Your proposal is an alternate version of this:
create table state
(state_id number not null
, state_name varchar2(30)
, country_id number not null
, constraint state_pk primary key (state_id)
, constraint state_country_fk foreign key (country_id)
references country(country_id)
)
/
create table city
(city_id number not null
, city_name varchar2(30)
, country_id number not null
, state_id number not null
, constraint city_pk primary key (city_id)
, constraint city_country_fk foreign key (country_id)
references country(country_id)
, constraint city_state_fk foreign key (state_id)
references state(state_id)
)
/
create table neighbourhood
(neighbourhood_id number not null
, neighbourhood_name varchar2(30)
, country_id number not null
, state_id number not null
, city_id number not null
, constraint neighbourhood_pk primary key (neighbourhood_id)
, constraint neighbourhood_country_fk foreign key (country_id)
references country(country_id)
, constraint neighbourhood_state_fk foreign key (state_id)
references state(state_id)
, constraint neighbourhood_city_fk foreign key (city_id)
references city(city_id)
)
/
It avoids the compound keys but you still have that cascading data problem. Also it violates relational practice by introducing foreign keys for relationships which don't exist (there is no direct relationship between Neighbourhood and Country, it is implied through the intermediate linkages).
On the plus side, as you point out, this can be very helpful for running queries which want to return Neighbourhoods for a given Country. I have worked on one system where this was useful (actually it employed inherited compound keys, but the principle is the same). However, this was a very specialist data warehouse and even then the queries I ran were admin/developer queries rather than application ones. Unless you are dealing with huge amounts of data (millions of neighbourhoods) I think the performance gain from skipping a couple of joins would not be worth the overhead of managing those additional columns.

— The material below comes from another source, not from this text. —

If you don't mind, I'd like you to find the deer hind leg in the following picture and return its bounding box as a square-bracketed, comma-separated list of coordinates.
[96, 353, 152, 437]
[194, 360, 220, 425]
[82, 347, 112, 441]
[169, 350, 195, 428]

In short, use the first approach: it's neat and it's standard.
edit
"State should be optional though since
not all countries have a state. Then a
Country will connect with city
directly."
If true, that changes everything. Obviously STATE cannot be used as an identifying foreign key for CITY. So CITY must reference COUNTRY instead. STATE can be an optional lookup on CITY.
Although I think most countries do have some equivalent sub-division such as counties or departments. Even the microstates like Lichtenstein and San Marino have municipalities (Monaco has just the one). Perhaps the only nation which doesn't is Vatican City. So consider carefully whether to structure your data model to support one or two edge cases, or to munge the data by injecting an artificial "State" for exceptions such as the Holy See. Neither approach is entirely satisfactory.
"all these fields will be
auto-complete fields so not sure if
that alters the table structure in
anyway?"
Makes no difference.
"But who knows, few months later we
may discover some cool feature that
may need country to match with
neighbourhoods too."
Yes but then again you may not. XP has a powerful principle called YAGNI - You're aren't gonna need it. Basically, don't do a lot of work and complicate your design for the sake of some putative future requirement which might never arrive.
And if it does arrive then the first solution would be to join NEIGHBOURHOOD and COUNTRY through the intermediate tables (or table, if you don't use STATE as the referenced for CITY). Only if the performance of that query is Teh Suck! and it it stubbornly resists tuning should you consider tweaking the data model.